Two custom microarrays were previously designed in the laboratory based on a unicity criterion and a specificity score. The first meant that only candidate probes with a single perfect match were selected , whereas the second estimated a cross-hybridization risk using the nature and position of mispairing (mismatches, MMs and gaps) in probe-target hybrids . Training sets consisting of PM and MM probes were introduced on both arrays to evaluate and refine these strategies of cross-hybridization control. Both platforms allowed the identification of cancer-specific loci (testis , prostate [13, 30], colon  subsequently validated by qRT-PCR on a large cohort ) and the assignment of LTR functions [13, 29], but did not prevent cross-reactions to occur, raising the need for an improved approach.

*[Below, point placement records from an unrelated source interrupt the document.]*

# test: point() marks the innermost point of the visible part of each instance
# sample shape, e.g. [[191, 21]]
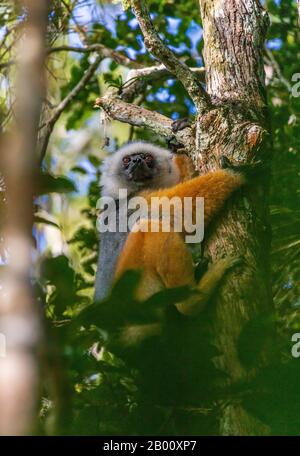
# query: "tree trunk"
[[234, 33], [19, 312]]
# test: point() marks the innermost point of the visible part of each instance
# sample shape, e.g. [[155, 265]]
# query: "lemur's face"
[[139, 167]]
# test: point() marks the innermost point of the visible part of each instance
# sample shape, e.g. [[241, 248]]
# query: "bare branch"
[[141, 117], [48, 127], [155, 45], [104, 51], [137, 79]]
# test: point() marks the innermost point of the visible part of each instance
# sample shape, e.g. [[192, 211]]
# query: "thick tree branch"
[[138, 79], [48, 127], [141, 117], [235, 70], [155, 45]]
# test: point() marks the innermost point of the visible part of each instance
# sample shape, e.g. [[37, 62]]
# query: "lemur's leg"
[[167, 263], [162, 256]]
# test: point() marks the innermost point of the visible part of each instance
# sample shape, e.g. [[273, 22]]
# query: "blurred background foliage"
[[93, 391]]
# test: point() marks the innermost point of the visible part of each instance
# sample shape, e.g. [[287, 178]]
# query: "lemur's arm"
[[215, 187]]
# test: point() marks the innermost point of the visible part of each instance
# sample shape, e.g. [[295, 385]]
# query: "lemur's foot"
[[180, 124], [248, 169]]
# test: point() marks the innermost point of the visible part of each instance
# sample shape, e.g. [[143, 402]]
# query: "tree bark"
[[234, 33], [19, 313]]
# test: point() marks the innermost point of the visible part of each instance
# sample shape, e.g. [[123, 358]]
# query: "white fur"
[[167, 173]]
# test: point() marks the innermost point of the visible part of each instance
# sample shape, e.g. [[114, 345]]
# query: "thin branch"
[[138, 79], [64, 103], [19, 312], [104, 51], [141, 117], [155, 45]]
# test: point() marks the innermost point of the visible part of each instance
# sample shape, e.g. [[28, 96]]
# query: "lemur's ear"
[[185, 166]]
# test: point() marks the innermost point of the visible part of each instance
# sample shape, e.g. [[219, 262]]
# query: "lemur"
[[151, 171], [166, 343]]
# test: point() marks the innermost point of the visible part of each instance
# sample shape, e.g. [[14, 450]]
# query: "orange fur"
[[164, 258]]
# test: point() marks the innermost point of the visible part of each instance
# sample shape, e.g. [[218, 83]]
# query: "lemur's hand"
[[248, 170]]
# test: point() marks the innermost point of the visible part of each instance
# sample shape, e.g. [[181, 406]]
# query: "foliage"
[[103, 385]]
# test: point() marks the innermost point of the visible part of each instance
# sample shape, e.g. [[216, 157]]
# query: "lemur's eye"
[[149, 158], [126, 160]]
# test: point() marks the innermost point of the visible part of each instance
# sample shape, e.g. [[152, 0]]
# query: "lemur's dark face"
[[139, 167]]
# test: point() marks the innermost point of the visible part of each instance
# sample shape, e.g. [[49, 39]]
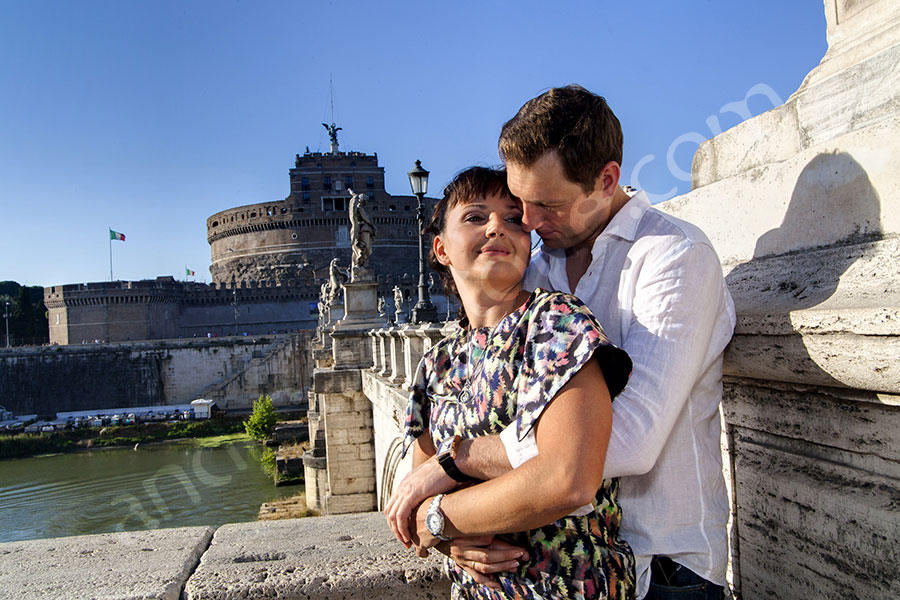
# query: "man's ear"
[[439, 251], [608, 179]]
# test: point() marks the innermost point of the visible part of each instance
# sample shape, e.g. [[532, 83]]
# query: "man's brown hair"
[[575, 123]]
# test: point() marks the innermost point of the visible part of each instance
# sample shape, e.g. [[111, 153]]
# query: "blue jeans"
[[680, 583]]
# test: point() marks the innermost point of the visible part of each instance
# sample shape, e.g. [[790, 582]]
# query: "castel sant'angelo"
[[269, 261]]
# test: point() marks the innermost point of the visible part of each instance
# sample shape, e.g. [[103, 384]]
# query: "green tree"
[[262, 420]]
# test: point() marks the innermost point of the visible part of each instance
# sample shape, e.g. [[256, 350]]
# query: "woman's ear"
[[439, 251]]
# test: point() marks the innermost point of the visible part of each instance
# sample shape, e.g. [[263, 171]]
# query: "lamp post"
[[6, 316], [424, 310]]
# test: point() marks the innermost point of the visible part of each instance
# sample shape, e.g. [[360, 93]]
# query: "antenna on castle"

Building on these two experiences and leveraging the high-density Affymetrix format (5 micron feature size), we introduce here a new platform HERV-V3 which, like the previous versions, aims at measuring HERVs at the locus level. The two main improvements lie in the almost complete coverage of HERVs and their ancestors as well as the introduction of a specificity criterion based on a new hybridization model, named hereafter, the Pentamer rEgion-dependent Hybridization Model (PEHM). The aim of this model is to predict the affinity of any probe-target hybrid, and therefore, to evaluate the potential of cross-hybridization by determining whether a probe of interest hybridizes only with its target. Along HERVs elements, five additional repertoires were introduced on HERV-V3 that fall in three categories, repetitive elements (MaLRs and active LINE-1 elements), non-repetitive elements (lncRNA and a selection of 1559 human genes) and common infectious viruses. While the array design is primarily aimed at identifying HERVs and MaLRs implicated in physiological and pathological processes, broader applications can be envisioned with these repertoires, such as the detection of virus replication along with the monitoring of HERVs/MaLRs and genes modulation. In the following, we successively (i) describe the main steps of the array design, (ii) compare our probesets with those of Affymetrix on 1559 common genes according to the MAQC criteria and (iii) demonstrate that for a selection of loci characterized as tissue/pathology specific, the pattern of expression observed on HERV-V3 is consistent, illustrating the relevance of such platform as research tool.